The study concluded that the “blatant sexism”, found in shows from the 1970s has been replaced by a “low-level” sexism which continues to thrive on-screen. Here’s more Oona: “Television is still awash with low-level sexism and it’s so ingrained we don’t really notice or remark upon it.” She then remarks upon it: “We are trapped a little bit in the mindset where black people were in the 1960s. In the 1970s, The Black and White Minstrel Show was OK. We hope that at Channel 4 today, low-level, everyday sexism is as bad as low level racism and we wouldn’t go along with that.”
So it seems we now measure sexism in the same way we used to measure a stiff breeze. Ironically, those who complain about the pigeon-holing of characters according to gender are doing exactly that with the offence they’ve supposedly committed. No doubt there’ll soon come a time when Tomasz Schafernaker, famed for his own nifty finger work, will be stood in front of an enormous Radio Times wearing nothing but a pair of tight white Calvin Kleins with beads of sweat running down his torso under the warm studio lights, – just give me a minute – pointing to Newsnight with a turkey baster and issuing a “Level 4 Sexism Warning” because Emily Maitlis is going to be “perched seductively” on the corner of a desk.
Sitcoms paint a picture of the life of the times in which they’re set, and times do indeed change.
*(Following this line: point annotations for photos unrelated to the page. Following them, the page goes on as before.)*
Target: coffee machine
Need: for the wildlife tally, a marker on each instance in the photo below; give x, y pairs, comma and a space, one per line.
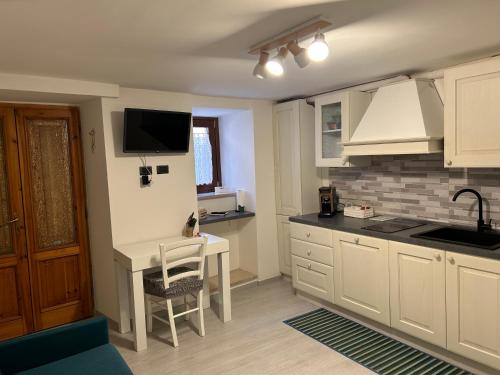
327, 201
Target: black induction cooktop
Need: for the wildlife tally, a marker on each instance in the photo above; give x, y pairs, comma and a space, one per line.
394, 225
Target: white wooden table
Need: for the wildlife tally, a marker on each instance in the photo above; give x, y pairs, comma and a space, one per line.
130, 262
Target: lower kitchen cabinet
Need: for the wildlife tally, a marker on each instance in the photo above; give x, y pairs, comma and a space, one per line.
313, 278
284, 250
418, 290
361, 275
473, 307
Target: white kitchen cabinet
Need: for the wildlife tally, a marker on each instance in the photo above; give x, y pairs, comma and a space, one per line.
472, 115
311, 251
473, 307
418, 290
313, 278
296, 178
336, 117
309, 233
361, 275
284, 250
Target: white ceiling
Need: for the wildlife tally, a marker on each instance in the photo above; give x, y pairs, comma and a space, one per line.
200, 46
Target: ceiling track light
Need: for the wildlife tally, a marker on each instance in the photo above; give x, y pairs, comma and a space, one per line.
299, 54
275, 65
318, 50
260, 69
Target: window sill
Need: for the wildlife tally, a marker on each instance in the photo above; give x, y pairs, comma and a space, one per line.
205, 196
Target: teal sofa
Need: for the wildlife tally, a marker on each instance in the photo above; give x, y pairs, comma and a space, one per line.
80, 348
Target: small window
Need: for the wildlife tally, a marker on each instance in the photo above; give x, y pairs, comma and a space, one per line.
206, 153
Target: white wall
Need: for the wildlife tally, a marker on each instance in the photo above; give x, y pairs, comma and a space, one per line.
137, 213
98, 212
265, 204
237, 146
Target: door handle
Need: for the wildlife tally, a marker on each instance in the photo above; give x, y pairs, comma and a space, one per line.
16, 219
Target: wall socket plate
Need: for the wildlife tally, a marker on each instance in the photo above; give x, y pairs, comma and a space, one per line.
161, 169
145, 171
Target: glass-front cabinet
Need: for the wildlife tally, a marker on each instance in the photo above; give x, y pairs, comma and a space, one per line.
336, 118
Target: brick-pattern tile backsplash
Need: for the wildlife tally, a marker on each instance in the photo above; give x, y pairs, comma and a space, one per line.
419, 186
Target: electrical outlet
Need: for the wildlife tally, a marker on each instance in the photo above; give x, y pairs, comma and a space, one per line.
145, 171
161, 169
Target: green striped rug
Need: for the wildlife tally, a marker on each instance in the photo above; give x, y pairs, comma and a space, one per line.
373, 350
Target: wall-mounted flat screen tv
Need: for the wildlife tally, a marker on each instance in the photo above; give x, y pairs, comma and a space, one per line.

The role of women generally and how their work/life balance and roles and responsibilities have shifted in particular is admirably dealt with by characters such as Nicola Murray in The Thick Of It and Ellen Best in Bluestone 42, but who still contain a truth about women from which they cannot escape: that of being less capable of controlling their emotions. But as attitudes have changed so too has the threshold for what is considered offensive, though sadly at a far greater pace. Nowadays it takes only the merest glimpse of a woman doing some ironing for it to be deemed “typical”, whereas the same whingers would argue that a woman in, say, in a senior management position was box-ticking rather than progressive and so, conveniently, comedies such as Southern’s Take A Letter Mr Jones – from the writers of On The Buses – where Rula Lenska played a “high-powered female executive” with John Inman as “a computer and a wife”, never seem to feature in lefty rags and list shows.
As Helen Mirren showed, hypocrisy reigns supreme in the strange world of the wantonly offended. Box-ticking seems permissible when the right boxes aren’t being ticked, as women not only want to artificially create more positions for women based on quota rather than talent, but expect comedy characters go above and beyond that which would realistically portray believable situations, in an idealistic feat of social engineering last seen in The Worm That Turned, the 1980 Two Ronnies‘ serial. Except even that was apparently sexist.
Perhaps it would be better for these people to focus on the “com”, and accept that the “sit” was of its time. Either that, or just be quiet and get the washing-up done.